NUP writes to UHRC over “abducted” supporters

The Secretary General of National Unity Platform (NUP) David Lewis Rubongoya has written to the Uganda Human Rights Commission (UHRC) regarding five of their “abducted” supporters.

These include; Khalid Sebi, Alex Kabugo Kasaija, Sebunya Yasin, Kagimu Fred and Mubiru Sadat Sadam. According to Rubongoya, these people were “violently” picked up from Nakaseke District by a drone and one from Salama Road in Kampala.

In the letter dated February 21 2023, Rubongoya noted that the state operatives have continued to abduct their supporters, hold them incommunicado and subject to torture and cruel treatment which is against the law.

“In accordance with Article 52 (1) of the 1995 Constitution, I hereby lodge another complaint regarding five more NUP supporters who have recently been abducted by armed security operatives moving in drones and are still missing,” he noted in a letter seen by the Nile Post.

He claimed that many of their supporters have returned with grave torture marks, while others have not been seen or heard from for months or years now.

“The list and details of the recent victims and circumstances of their abduction are attached herein. The family members of these victims, as well as our legal teams have tried to trace them without success,” read part of the letter.

He requested the commission to expeditiously investigate the whereabouts of these persons and ensure they reunite with their families as soon as possible.

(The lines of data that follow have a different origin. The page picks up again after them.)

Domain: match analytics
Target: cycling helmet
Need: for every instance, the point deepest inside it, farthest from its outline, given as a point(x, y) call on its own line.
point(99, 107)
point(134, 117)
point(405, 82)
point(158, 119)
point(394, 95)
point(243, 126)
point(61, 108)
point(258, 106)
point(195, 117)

“The commission should also exercise its mandate and put an end to this crisis of violent abductions and incommunicado detentions targeting our supporters,” he said, adding that family members have chilling tales of how much violence their loved ones were subjected to while being taken away.

“We usually report these matters so we are on record, because we believe there will be time for accountability for these crimes against humanity,” he said.

 For the past three years, NUP, which is the biggest political party in the country, has accused the government through security organs of abducting some of its supporters.

It claims that the government has continued to persecute opposition supporters with abduction as one of the methods used for persecution.

 At least 54 people, most of them believed to have been NUP supporters, were killed and others sustained serious injuries as security forces worked to end two days of protests that followed Kyagulanyi’s November 18, 2020, arrest in Luuka District.

Recently, the UHRC chairperson, Mariam Wangadya said the commission wrote to the NUP Secretary General, a copy of the letter they sent to the party president Robert Kyagulanyi alias Bobi Wine to provide details of the missing persons.

She however accused the party of being part of the growing trend by politicians to use non-existent abductions as a political mobilisation tool.